I felt my eyes water and I shuddered a deep breath. “Is that why she’s the voice in my head? Telling me I’m not doing it right? That I’m not good enough?”
She moved from her spot and gave me a hug. She knew how badly my adoptive mother messed with my head and I accepted the comfort she wanted to give me.
“Yes. So as soon as you tell that bitch to shut the fuck up, you’ll realize you don’t have to earn approval in the Black community when you’re Black. And yeah, shit is a lot more progressive than it was when we were younger. You have it until you don’t. And even now there is such a range of acceptance of Blackness in our community that you would have to be one of the fools Harriet would’ve left behind to lose your Black card.”
“But that’s what has me worried. The lies I was fed as truth. The amount of work I still have to do to unpack everything.”
“And are you?”
I wiped my face and tried not to look at her. “Am I what?”
“Doing the work?”
“Of course but—”
She turned my head in a big sister way despite us being the same damn age. “Then there’s no but. Your effort and desire to improve is what you need to focus on. You can have missteps. But remember that you always have belonged. Even though they told you that you never would and they were your only saving grace. It’s not true. Don’t let them stop your growth. You hang out with us and absorb. And guess what, Vannie, none of us will ever know everything. And that’s fine. But every aspect of this family unit that you and your kids will have surrounding you will embrace you. Look at how they’ve done it with Nyima.”
I laughed at how she eased that kids thing in there like I didn’t notice. “She’s from a whole other country, though.”
“I mean, we can treat that Mormon shit like that too cause it’s foreign as hell.”
I cut up laughing at her because she had the craziest look on her face. “That makes me feel better.”
“Y’all’s kids will be more than good. Gonna be dropping bars in English, French and Farsi. Might give birth to the next Kung Fu Kenny .”
My comfort immediately vanished as she made another reference I had no context for. “And that would be…”
Frankie looked absolutely horrified. Exactly how she did when she made a Black culture reference and I stood paralyzed since I didn’t understand what she meant.
“Girl, go pull up YouTube so you can be a part of the Black culture phenomenon you missed last summer. See, it all started about a year ago when Kendrick Lamar released a verse on the Like That record…”
“Vannie?”
“Yes, Frankie?”
“I’m about to show my ass in this store okay?”
“Wait, what?” I looked up from the rack I’d been looking through since we’d come to South Park mall. We’d gone through the Drake and Kendrick Lamar beef, which was really a Drake massacre, if I was being honest.
She was pulling the two braids that she had down her back into buns as she kept her eyes somewhere else. “I said—”
I put my hand on her arm to get her attention, but she refused to take her eyes off of whoever had pissed her off. “No, I heard that part. Should I be asking why? Why are you about to show your ass in this store?”
“Because I see a bitch who was allowed to live and it just don’t sit right with my spirit.”
“Allowed to li—Francesca Merrick what the hell?” I had to stand in front of her again because she was seriously going after someone. Her beautiful cocoa brown skin was glowing, as though the thrill of going after whoever this was invigorated her. Since we’d been lying around the house, we were in leggings and t-shirts. It was as if the universe made sure Frankie was appropriately dressed to beat some girl’s ass and smile in her mugshot.
“Quentin?”
“Yes, Mrs. Frankie?” Because yeah, he was downstairs waiting on me when we left out of my apartment to come shopping and insisted on going with us. Frankie had no problem telling me to just hush and go along with it because he wasn’t going to not come. So I did. ‘Cause we would’ve been fighting if he’d tried to send me back in the house like a child.

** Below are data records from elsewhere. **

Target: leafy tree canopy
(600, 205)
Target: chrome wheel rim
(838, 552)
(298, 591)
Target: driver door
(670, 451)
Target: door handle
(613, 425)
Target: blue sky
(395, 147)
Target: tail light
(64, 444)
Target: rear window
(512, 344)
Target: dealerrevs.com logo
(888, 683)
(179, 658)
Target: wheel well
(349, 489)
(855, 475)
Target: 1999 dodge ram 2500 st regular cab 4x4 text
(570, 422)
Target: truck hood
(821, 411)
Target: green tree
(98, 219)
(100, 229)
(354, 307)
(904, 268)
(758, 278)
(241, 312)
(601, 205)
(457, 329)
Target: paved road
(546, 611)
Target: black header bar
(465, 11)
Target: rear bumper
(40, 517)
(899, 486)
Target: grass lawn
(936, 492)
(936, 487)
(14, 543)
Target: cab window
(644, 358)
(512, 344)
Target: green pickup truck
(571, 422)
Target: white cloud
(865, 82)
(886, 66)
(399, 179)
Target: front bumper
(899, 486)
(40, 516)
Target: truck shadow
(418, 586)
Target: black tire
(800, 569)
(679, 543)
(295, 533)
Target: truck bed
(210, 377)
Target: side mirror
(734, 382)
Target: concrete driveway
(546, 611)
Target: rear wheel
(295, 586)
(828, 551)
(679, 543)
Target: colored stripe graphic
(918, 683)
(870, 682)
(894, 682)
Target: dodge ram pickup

“You see that girl over there working?” She pointed to a Black girl with long blonde hair standing in the men’s department.
Quentin had his head dipped down so that Frankie could speak into his ear. He seemed all too happy to do whatever it was she wanted. “What about her?”
“I need you to get her to come with you.”
He glanced around like he was already formulating a plan. “Where?”
“The parking lot, the car, wherever. Whatever you got to do, I need you to make it happen in like half an hour, can you do that?”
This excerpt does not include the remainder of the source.